Compiler Fuzzing in EK9

EK9 includes a built-in grammar-based fuzzer that generates random EK9 programs, compiles them, and tracks statistics including error code coverage, phase penetration, and compiler crashes. This is used for compiler quality assurance — verifying that the compiler handles every possible input gracefully.

This feature has been built into the compiler and shipped, so that anyone can test the compiler.
If you do find an crashes or issues, then let us know and supply the 'offending' ek9 source that caused the issue. Then we can address it. We build new versions of the complier weekly, so a fix won't take long.

Looking for test generation? If you want to generate tests for your code, see Test Generation instead. This page documents the compiler fuzzer that tests the compiler itself.

What is Compiler Fuzzing? - Why it matters
Running the Fuzzer - CLI flags and format options
Five-Strand Generation Strategy - How programs are generated
Output Formats - Human, JSON, HTML, CI
Reading the Dashboard - All dashboard sections explained
Best Practices - Getting the most from fuzzing

What is Compiler Fuzzing?

The EK9 compiler has a 22-phase compilation pipeline, over 300 distinct error codes, and supports 29 construct types with complex interactions. Grammar-based fuzzing systematically exercises this complexity by generating random-but-structurally-plausible EK9 programs and compiling them.

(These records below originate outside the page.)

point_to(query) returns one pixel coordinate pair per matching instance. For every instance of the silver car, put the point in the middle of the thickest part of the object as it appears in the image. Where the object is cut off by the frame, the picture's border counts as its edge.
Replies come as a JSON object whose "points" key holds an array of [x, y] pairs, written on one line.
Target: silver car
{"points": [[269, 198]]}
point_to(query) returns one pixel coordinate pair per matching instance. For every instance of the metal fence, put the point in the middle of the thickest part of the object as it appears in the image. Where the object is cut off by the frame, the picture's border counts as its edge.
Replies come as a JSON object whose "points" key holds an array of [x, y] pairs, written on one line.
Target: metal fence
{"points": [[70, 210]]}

The fuzzer answers three questions:

Crash detection — Does the compiler crash on any generated input? Crash-triggering source files are saved to ./fuzz-crashes/ for investigation.
Error code coverage — How many of the compiler's ~307 error codes are exercised? Low coverage indicates untested error paths.
Phase penetration — How far do generated programs progress through the compilation pipeline? Programs that reach later phases exercise more of the compiler.

Running the Fuzzer

The fuzzer runs for a specified number of minutes, generating and compiling programs continuously:

      $ ek9 -fuzz 30 // 30 minutes, human-readable output
$ ek9 -fuzz0 30 // Terse CI pass/fail (one line)
$ ek9 -fuzz2 1440 // 24 hours, JSON for pipelines
$ ek9 -fuzz6 60 // 1 hour, HTML dashboard

    

The format suffix convention (-fuzz0, -fuzz2, -fuzz6) mirrors the test format convention (-t0, -t2, -t6) — each action owns its format suffixes.

Crash-triggering source files are always saved to ./fuzz-crashes/ regardless of output format. The HTML dashboard is written to ./fuzz-report/.

Five-Strand Generation Strategy

The fuzzer uses five complementary generation strategies to maximise the diversity of generated programs. Each strand produces different error distributions, and together they exercise the compiler more thoroughly than any single strategy could.

Strand 1: Template-Based ATN Generation (~30%)

The primary strand uses 25+ built-in templates for common EK9 patterns (classes, functions, traits, records, etc.) and fills them using ANTLR4 Augmented Transition Network (ATN) walks of the EK9 grammar. At each grammar decision point, the generator makes a random choice, producing structurally plausible code. This strand produces the highest density of syntactically correct programs.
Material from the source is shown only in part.